Despite the retrospective nature of the study, we were able to identify clinical records of cranial nerve dysfunction (facial and hypoglossal nerves) in 6 patients. Signs of brainstem or cranial nerve dysfunction have been sporadically mentioned in ATTRv. Recent studies showed higher prevalence of sensorineural hearing loss in ATTRv patients than the general population [6], and dysphonia and dysphagia seem frequent in late onset ATTRv patients [5]. The early and severe subpial brainstem amyloid deposition found in this study supports a direct effect of amyloid on the cranial nerves at their emergence from the brainstem. The amyloid deposition found on the olfactory bulbs also suggests that olfactory dysfunction may be a CNS symptom in V30M ATTRv and warrants further investigation. In fact, there is a lack of studies on ATTRv that systematically evaluate the CNS symptoms and their prognostic implications.
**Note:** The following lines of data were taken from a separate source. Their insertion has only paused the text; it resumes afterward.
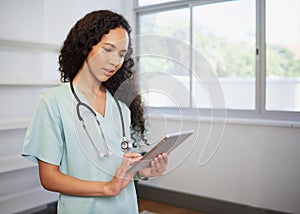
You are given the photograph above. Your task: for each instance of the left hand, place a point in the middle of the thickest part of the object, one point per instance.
(157, 167)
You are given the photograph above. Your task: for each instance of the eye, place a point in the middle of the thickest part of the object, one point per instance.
(108, 50)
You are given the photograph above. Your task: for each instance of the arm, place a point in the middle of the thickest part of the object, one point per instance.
(53, 180)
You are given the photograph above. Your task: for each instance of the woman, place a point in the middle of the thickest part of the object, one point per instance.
(90, 173)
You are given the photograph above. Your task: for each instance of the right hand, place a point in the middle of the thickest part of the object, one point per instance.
(122, 177)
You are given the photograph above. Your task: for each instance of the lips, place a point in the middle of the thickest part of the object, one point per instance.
(108, 72)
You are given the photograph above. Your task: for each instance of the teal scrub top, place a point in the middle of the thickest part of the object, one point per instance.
(56, 136)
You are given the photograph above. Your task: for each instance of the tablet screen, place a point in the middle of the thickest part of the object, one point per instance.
(165, 145)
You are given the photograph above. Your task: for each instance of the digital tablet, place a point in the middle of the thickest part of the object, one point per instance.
(165, 145)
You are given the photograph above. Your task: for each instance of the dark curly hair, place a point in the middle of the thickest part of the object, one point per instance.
(85, 34)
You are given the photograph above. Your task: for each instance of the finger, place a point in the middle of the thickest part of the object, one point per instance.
(132, 155)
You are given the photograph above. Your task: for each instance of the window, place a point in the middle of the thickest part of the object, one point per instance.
(283, 55)
(236, 55)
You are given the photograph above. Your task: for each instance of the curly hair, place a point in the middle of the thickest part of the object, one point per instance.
(85, 34)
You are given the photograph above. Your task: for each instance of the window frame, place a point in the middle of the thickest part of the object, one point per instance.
(260, 111)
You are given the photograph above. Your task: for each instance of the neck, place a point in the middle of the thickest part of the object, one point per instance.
(86, 83)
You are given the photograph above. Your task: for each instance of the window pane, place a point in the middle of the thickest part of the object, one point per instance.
(224, 34)
(283, 55)
(150, 2)
(164, 58)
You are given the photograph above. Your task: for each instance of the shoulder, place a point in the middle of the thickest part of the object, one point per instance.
(56, 93)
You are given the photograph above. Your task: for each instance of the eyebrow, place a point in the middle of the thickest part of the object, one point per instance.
(113, 46)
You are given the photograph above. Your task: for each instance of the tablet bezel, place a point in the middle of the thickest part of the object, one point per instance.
(166, 145)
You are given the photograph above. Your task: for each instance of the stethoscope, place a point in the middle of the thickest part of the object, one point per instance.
(125, 145)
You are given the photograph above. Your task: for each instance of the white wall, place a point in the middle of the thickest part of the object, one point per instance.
(256, 164)
(31, 34)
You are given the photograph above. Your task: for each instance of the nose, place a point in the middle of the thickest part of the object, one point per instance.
(115, 59)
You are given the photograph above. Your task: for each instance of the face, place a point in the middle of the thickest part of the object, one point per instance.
(107, 57)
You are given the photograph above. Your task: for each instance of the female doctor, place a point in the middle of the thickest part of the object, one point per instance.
(89, 173)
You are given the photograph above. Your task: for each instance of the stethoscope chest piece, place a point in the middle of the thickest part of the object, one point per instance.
(126, 146)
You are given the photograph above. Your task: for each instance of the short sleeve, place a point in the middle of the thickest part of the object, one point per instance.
(44, 136)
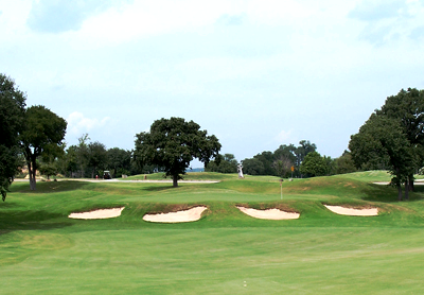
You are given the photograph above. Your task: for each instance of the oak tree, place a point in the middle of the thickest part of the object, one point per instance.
(172, 144)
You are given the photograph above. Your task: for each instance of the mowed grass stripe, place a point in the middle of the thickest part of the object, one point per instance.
(226, 252)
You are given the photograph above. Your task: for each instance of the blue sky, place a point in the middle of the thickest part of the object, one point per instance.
(256, 74)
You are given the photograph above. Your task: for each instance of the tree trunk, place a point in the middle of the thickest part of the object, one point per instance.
(32, 173)
(406, 190)
(399, 192)
(411, 186)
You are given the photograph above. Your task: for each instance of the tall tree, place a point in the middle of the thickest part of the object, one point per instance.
(172, 144)
(382, 137)
(12, 109)
(314, 165)
(43, 132)
(227, 164)
(97, 157)
(119, 161)
(407, 107)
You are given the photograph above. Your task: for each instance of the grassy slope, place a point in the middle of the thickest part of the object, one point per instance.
(42, 251)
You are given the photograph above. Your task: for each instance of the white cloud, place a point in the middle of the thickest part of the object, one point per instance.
(283, 136)
(78, 124)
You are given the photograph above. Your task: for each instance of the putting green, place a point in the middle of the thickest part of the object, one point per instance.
(42, 251)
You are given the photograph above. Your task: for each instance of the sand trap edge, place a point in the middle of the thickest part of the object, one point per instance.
(351, 211)
(269, 214)
(98, 214)
(189, 215)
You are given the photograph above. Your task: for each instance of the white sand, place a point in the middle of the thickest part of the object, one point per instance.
(98, 214)
(352, 212)
(190, 215)
(272, 214)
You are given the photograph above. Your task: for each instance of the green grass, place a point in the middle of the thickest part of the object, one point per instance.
(226, 252)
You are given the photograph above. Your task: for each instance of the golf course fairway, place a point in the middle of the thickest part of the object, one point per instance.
(42, 251)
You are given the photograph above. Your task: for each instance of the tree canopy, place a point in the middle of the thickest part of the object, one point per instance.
(394, 135)
(12, 108)
(42, 134)
(172, 144)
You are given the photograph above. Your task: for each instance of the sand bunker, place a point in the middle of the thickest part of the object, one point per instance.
(98, 214)
(272, 214)
(352, 212)
(190, 215)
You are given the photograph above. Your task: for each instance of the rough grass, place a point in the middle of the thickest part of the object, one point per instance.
(226, 252)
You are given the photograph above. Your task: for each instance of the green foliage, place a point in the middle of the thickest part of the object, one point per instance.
(119, 161)
(42, 135)
(383, 137)
(227, 164)
(226, 252)
(280, 162)
(253, 167)
(12, 107)
(172, 144)
(345, 164)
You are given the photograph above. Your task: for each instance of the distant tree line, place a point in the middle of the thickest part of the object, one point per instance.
(26, 134)
(297, 161)
(393, 139)
(90, 159)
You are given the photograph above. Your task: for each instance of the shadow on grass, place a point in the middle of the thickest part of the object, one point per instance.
(158, 188)
(49, 187)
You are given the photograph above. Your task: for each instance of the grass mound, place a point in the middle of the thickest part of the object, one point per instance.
(225, 252)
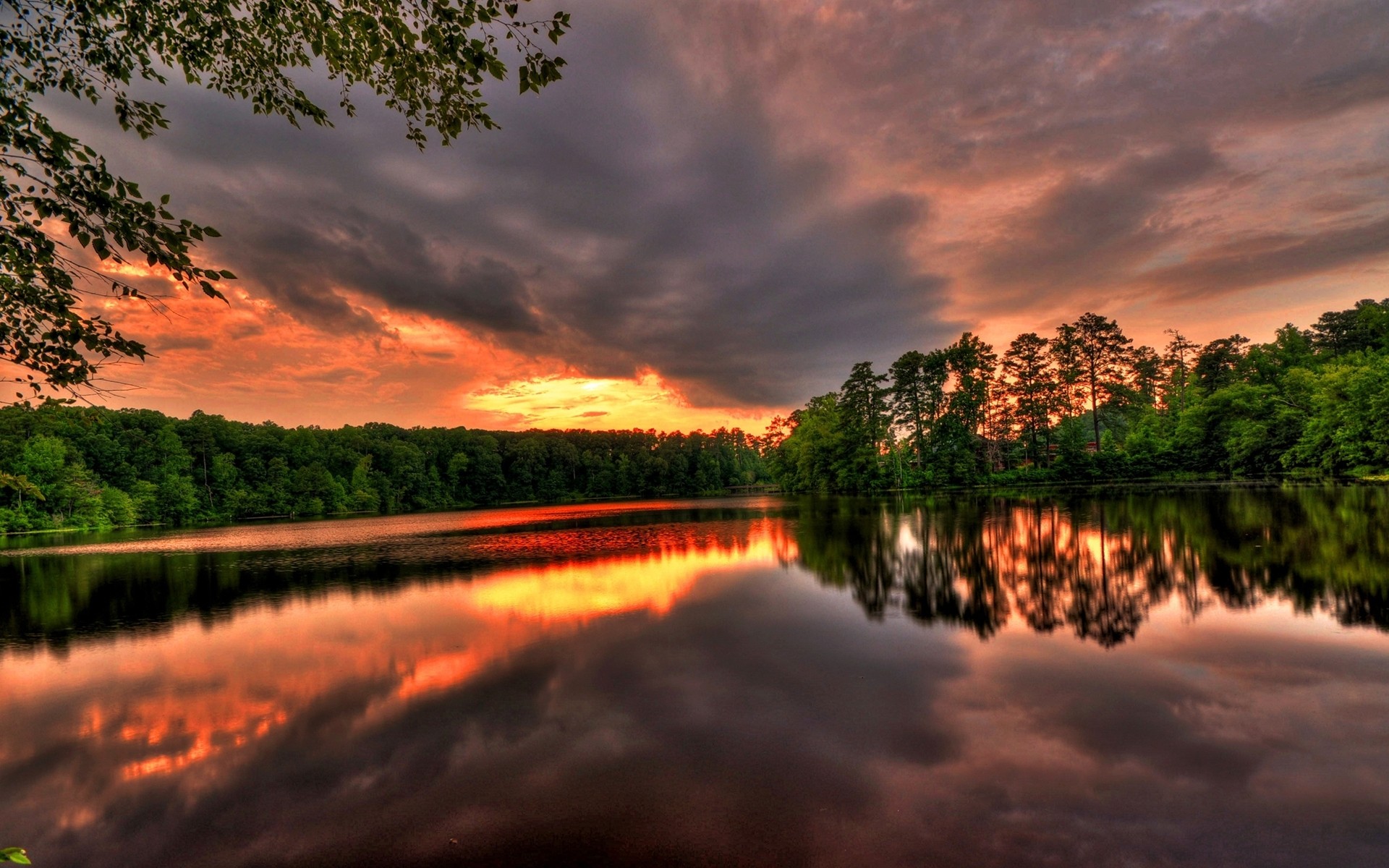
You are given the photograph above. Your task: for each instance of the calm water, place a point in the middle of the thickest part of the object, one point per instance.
(1181, 678)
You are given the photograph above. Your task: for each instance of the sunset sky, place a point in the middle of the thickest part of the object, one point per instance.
(726, 205)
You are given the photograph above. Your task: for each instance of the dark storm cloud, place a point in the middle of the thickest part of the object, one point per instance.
(1088, 231)
(1270, 259)
(692, 196)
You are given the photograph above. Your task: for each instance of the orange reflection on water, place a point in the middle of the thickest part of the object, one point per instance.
(177, 702)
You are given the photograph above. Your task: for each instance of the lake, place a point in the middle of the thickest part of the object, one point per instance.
(1182, 677)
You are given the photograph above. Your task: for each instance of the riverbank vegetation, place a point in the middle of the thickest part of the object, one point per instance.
(89, 467)
(1081, 406)
(1087, 404)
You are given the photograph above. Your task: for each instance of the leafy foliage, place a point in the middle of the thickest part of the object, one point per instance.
(1087, 404)
(427, 60)
(69, 467)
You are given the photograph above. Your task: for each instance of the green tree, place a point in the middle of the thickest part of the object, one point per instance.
(865, 401)
(427, 59)
(1178, 357)
(1031, 385)
(1095, 354)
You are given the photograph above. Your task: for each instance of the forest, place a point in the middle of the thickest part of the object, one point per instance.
(1087, 404)
(1082, 404)
(90, 467)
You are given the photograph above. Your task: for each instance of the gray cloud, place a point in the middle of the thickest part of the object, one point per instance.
(692, 195)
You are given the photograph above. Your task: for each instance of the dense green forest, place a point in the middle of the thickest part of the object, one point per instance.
(1084, 404)
(89, 467)
(1087, 404)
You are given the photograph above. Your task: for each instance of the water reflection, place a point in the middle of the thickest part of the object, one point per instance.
(673, 685)
(1099, 566)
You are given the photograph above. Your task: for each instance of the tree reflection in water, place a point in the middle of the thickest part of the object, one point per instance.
(1099, 564)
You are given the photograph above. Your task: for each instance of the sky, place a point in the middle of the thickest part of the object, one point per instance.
(727, 203)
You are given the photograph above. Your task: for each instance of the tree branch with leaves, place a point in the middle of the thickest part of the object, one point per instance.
(428, 60)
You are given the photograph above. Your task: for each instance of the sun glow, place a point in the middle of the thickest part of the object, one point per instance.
(643, 401)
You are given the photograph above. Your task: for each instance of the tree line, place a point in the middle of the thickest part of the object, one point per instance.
(1087, 403)
(1081, 404)
(90, 467)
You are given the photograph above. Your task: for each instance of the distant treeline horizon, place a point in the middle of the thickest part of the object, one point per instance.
(1087, 404)
(1082, 404)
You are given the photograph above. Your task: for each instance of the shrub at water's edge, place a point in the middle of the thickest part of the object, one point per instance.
(1085, 404)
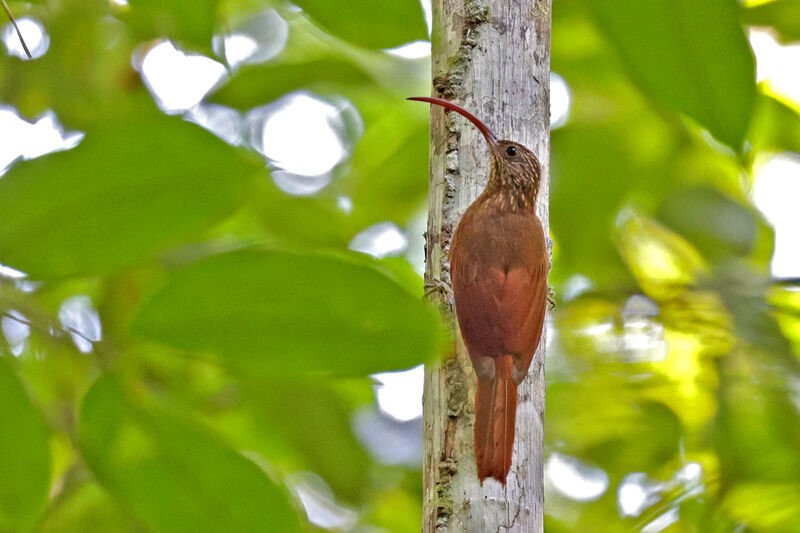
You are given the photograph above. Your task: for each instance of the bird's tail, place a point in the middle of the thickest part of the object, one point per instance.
(495, 415)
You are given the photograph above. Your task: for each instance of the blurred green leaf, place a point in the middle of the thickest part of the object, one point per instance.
(783, 15)
(173, 475)
(389, 175)
(714, 223)
(758, 426)
(128, 190)
(372, 23)
(591, 175)
(776, 125)
(316, 424)
(89, 509)
(188, 22)
(768, 508)
(24, 455)
(259, 84)
(690, 55)
(269, 313)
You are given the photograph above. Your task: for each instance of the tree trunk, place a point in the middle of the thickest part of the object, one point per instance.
(493, 57)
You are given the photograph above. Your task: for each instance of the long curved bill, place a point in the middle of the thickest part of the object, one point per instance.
(490, 137)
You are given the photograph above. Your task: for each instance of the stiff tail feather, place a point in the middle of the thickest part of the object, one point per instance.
(495, 416)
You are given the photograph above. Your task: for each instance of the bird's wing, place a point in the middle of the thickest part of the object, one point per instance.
(500, 291)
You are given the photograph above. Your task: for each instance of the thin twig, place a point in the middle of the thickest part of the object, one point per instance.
(19, 33)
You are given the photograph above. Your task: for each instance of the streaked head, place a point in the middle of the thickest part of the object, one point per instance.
(511, 158)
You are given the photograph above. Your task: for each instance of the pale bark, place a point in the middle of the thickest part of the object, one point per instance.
(492, 57)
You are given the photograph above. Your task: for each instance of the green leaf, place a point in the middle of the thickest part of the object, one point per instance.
(89, 509)
(783, 15)
(776, 126)
(24, 455)
(259, 84)
(189, 22)
(369, 23)
(174, 476)
(692, 56)
(129, 190)
(714, 223)
(269, 313)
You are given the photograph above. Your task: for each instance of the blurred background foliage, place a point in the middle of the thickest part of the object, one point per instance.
(224, 241)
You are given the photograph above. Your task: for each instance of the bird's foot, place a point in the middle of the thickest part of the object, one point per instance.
(441, 287)
(551, 298)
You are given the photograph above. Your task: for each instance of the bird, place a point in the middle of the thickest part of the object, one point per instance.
(499, 263)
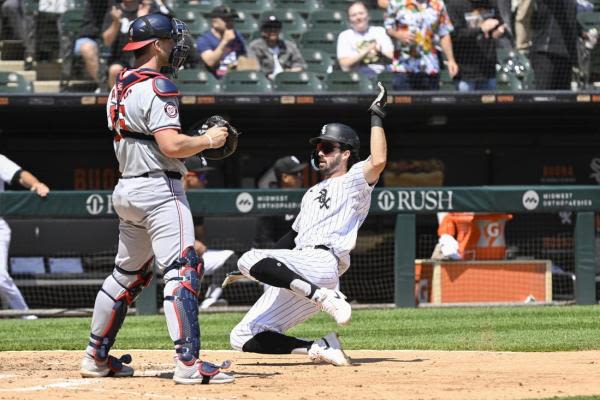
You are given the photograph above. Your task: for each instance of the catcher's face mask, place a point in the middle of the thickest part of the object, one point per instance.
(179, 53)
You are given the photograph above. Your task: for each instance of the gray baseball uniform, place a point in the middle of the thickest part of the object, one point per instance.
(155, 218)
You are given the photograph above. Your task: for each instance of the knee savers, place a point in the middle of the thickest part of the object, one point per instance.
(182, 287)
(118, 291)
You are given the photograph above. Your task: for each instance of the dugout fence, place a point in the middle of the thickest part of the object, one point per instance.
(63, 246)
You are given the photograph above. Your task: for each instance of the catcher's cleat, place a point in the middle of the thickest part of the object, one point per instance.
(111, 367)
(328, 349)
(334, 303)
(201, 372)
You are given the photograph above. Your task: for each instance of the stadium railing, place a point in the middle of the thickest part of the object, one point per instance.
(551, 225)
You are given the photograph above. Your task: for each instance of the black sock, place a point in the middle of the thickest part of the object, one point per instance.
(275, 273)
(269, 342)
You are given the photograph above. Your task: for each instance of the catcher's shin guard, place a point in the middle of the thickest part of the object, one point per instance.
(118, 291)
(182, 285)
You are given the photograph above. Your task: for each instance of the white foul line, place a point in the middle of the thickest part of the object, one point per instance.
(60, 385)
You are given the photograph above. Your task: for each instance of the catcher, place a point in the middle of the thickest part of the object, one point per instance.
(304, 268)
(155, 221)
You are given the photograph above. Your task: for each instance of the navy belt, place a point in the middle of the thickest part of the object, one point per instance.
(169, 174)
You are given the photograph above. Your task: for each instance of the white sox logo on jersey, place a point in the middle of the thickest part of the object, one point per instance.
(171, 109)
(323, 199)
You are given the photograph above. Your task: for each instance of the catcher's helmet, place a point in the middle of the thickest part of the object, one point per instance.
(145, 30)
(339, 133)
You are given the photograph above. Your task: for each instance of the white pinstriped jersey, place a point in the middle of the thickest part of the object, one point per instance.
(332, 211)
(143, 111)
(8, 169)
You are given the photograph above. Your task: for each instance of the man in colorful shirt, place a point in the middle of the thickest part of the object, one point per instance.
(418, 26)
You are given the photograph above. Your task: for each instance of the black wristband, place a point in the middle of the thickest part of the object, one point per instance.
(376, 121)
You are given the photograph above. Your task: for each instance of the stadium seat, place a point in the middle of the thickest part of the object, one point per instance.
(325, 40)
(387, 78)
(246, 82)
(317, 61)
(254, 7)
(376, 17)
(340, 5)
(72, 67)
(198, 26)
(298, 82)
(12, 82)
(334, 20)
(304, 7)
(245, 24)
(187, 13)
(508, 82)
(588, 20)
(446, 82)
(517, 64)
(340, 81)
(283, 35)
(204, 7)
(292, 23)
(198, 81)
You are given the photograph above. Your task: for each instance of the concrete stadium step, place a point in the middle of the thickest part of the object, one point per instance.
(12, 65)
(54, 86)
(46, 86)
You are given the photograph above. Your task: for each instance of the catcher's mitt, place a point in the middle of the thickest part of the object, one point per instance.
(230, 143)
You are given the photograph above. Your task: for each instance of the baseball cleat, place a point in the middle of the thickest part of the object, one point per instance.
(329, 349)
(334, 303)
(112, 367)
(201, 372)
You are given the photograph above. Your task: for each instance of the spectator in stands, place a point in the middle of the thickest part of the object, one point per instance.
(214, 260)
(22, 23)
(12, 173)
(363, 48)
(418, 26)
(273, 53)
(221, 47)
(523, 29)
(287, 172)
(115, 32)
(86, 44)
(554, 48)
(477, 26)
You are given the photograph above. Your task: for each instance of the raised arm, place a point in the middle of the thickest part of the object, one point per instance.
(376, 162)
(29, 181)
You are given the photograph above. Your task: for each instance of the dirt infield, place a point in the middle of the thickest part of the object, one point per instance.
(374, 375)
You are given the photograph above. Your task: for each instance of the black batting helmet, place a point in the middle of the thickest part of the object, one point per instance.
(339, 133)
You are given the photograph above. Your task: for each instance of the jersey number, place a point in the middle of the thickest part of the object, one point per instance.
(120, 121)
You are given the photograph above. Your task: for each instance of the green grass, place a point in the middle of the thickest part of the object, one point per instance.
(497, 329)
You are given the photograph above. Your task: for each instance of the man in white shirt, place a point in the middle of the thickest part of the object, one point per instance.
(363, 48)
(12, 173)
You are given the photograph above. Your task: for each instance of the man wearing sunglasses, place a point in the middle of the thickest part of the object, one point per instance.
(303, 270)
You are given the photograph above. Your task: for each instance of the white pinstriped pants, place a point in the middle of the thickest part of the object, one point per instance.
(280, 309)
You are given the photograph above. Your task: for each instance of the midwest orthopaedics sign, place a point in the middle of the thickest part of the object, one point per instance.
(415, 200)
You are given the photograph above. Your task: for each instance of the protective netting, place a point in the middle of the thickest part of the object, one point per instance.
(73, 45)
(66, 270)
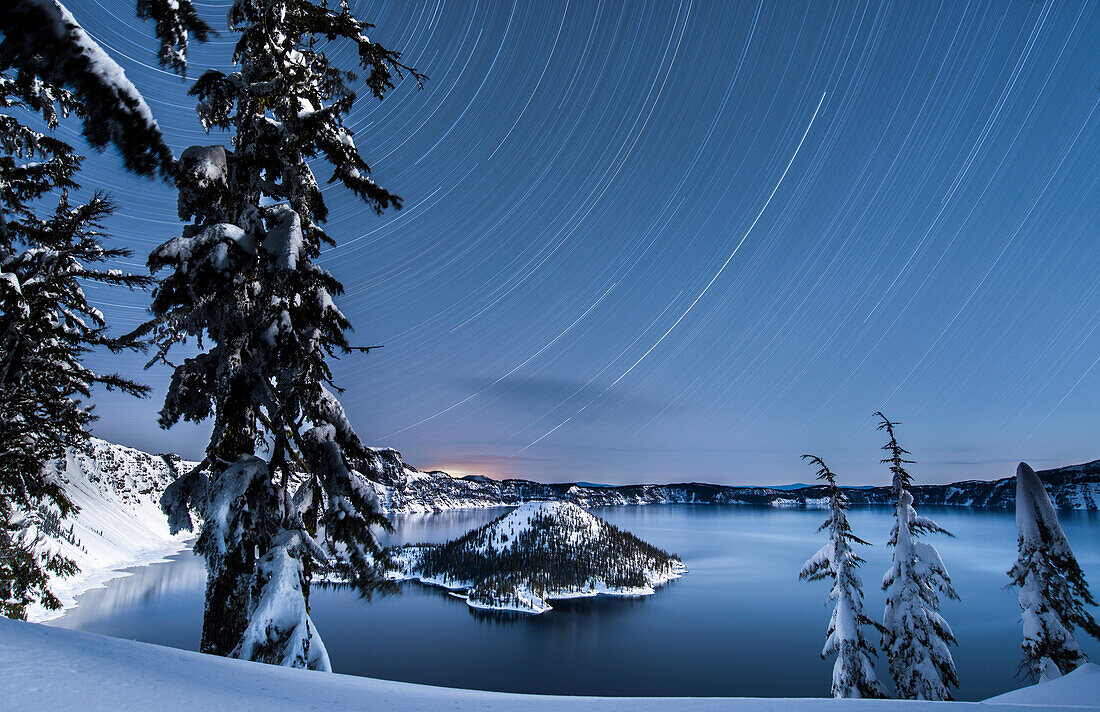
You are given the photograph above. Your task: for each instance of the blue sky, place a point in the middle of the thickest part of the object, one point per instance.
(673, 241)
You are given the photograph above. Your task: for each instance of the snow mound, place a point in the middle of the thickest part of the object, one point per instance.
(1079, 688)
(45, 668)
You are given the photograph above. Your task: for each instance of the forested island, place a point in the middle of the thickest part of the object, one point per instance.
(538, 551)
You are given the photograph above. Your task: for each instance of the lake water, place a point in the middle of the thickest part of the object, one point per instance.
(738, 623)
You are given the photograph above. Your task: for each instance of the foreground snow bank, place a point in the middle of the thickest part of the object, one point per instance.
(45, 668)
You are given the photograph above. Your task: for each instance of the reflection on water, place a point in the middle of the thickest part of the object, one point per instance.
(739, 623)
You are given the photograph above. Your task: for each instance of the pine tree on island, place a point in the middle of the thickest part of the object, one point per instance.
(915, 637)
(854, 671)
(1053, 590)
(51, 67)
(242, 282)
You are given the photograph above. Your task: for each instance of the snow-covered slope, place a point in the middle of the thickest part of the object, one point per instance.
(120, 523)
(45, 668)
(537, 552)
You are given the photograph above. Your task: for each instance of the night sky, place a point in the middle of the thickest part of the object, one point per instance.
(689, 241)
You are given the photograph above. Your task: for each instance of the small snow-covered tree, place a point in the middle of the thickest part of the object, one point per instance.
(915, 636)
(1053, 590)
(242, 280)
(50, 66)
(46, 326)
(854, 670)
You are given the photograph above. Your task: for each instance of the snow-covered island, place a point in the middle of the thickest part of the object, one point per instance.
(537, 552)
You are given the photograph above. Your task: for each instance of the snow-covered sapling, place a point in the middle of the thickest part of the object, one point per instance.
(915, 636)
(854, 670)
(1053, 590)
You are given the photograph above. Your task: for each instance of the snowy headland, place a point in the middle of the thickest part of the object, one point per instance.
(119, 524)
(45, 668)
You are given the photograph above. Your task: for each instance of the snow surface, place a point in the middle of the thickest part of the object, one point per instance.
(120, 524)
(45, 668)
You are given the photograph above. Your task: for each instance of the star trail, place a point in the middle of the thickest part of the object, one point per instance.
(689, 241)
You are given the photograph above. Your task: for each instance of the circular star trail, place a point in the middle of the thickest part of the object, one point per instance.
(669, 241)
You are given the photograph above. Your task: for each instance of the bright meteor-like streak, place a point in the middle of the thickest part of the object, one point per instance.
(705, 288)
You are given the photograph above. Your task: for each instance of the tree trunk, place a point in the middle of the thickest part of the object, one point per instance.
(229, 582)
(228, 601)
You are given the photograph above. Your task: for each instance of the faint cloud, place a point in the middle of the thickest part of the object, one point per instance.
(541, 393)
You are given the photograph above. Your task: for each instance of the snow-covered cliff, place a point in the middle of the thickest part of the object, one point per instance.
(119, 524)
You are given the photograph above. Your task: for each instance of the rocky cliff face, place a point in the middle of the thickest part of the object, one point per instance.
(410, 491)
(139, 478)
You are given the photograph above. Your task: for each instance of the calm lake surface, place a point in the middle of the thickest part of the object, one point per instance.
(738, 623)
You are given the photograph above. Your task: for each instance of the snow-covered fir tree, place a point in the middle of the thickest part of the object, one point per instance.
(50, 66)
(175, 22)
(44, 43)
(242, 281)
(1053, 590)
(46, 327)
(854, 670)
(915, 637)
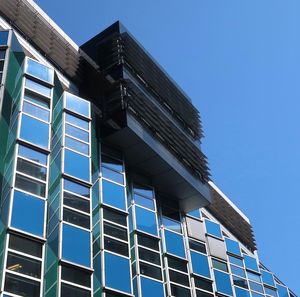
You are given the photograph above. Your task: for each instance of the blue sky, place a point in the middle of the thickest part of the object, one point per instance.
(239, 61)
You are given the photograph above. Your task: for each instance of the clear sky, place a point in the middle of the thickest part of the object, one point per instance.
(239, 61)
Regarding neurodegenerative associated pathology, abnormal tau immunoreactive neurites have been described in relation to CAA or subpial regions in others amyloidosis [19]. In ATTR, a previous study reported a case of a 72-year-old male with the rare Tyr69His TTR gene variant, dementia, and ataxia [34]. The authors found phospho-tau aggregates subjacent to the subpial TTR amyloid deposits in all regions of the neocortex, including the primary motor and striate cortices, and suggest a potential link between TTR amyloid and neocortical tauopathy. In our series, phosfo-tau was only present in the entorhinal region despite similar amounts of subpial amyloid deposits in all neocortical regions. The cortical tau pathology was also circumscribed to the transenthorrinal cortex, indicative of Braak stage I and in locus coeruleus, similar to what is usually found in clinicopathological studies in young and middle-aged cognitive unimpaired subjects [8, 15]. At least in Val30M ATTRv, it seems that abnormal tau pathology near subpial amyloid deposits follows the typical topographical progression described by Braak [8]. Nevertheless, due to the increasing longevity of ATTRv patients, it will be important to understand the effect of age on TTR pathology, particularly the age-related neurodegenerative pathology.

This study has several limitations, namely the number of patients studied and the fact that the majority had a long-disease duration prior to death. The retrospective nature of the study can be misleading regarding the assumed absence of CNS clinical symptoms. Nevertheless, the available neuropathological descriptions of the disease rely mostly on case reports or smaller cohorts [32]. We decided to include in the analysis the case with a Ser52Pro mutation, because the natural history of this mutation is similar to the V30M ATTRv [7]. The neuropathological findings of this case were similar to the V30M TTR cases. The case carrying the homozygous V30M TTR mutation did not have distinct clinical or pathological features compared to the heterozygous cases. A recent V30M cohort study in Sweden showed that homozygous V30M patients had similar disease expression and severity to their heterozygous counterparts [17].

Conclusion

Our results suggest that CNS pathological involvement in V30M ATTRv occurs early in the disease course, probably starting in pre-symptomatic phases. The progression follows a hierarchical sequence, with brainstem severely affected in earlier stages. Vascular lesions or superficial cortical siderosis are not frequent features of the disease. The clinical correlates of the pathological findings remain to be explored. Future studies with more patients from different populations and TTR mutations will be important to confirm these findings, eventually extending in detail the neuropathological signatures of ATTR amyloidosis in the CNS.

Defining stages of TTR pathology helps to identify preclinical or early stage cases for the better understanding of early pathogenic events and can be informative to understand neuroimaging biomarkers.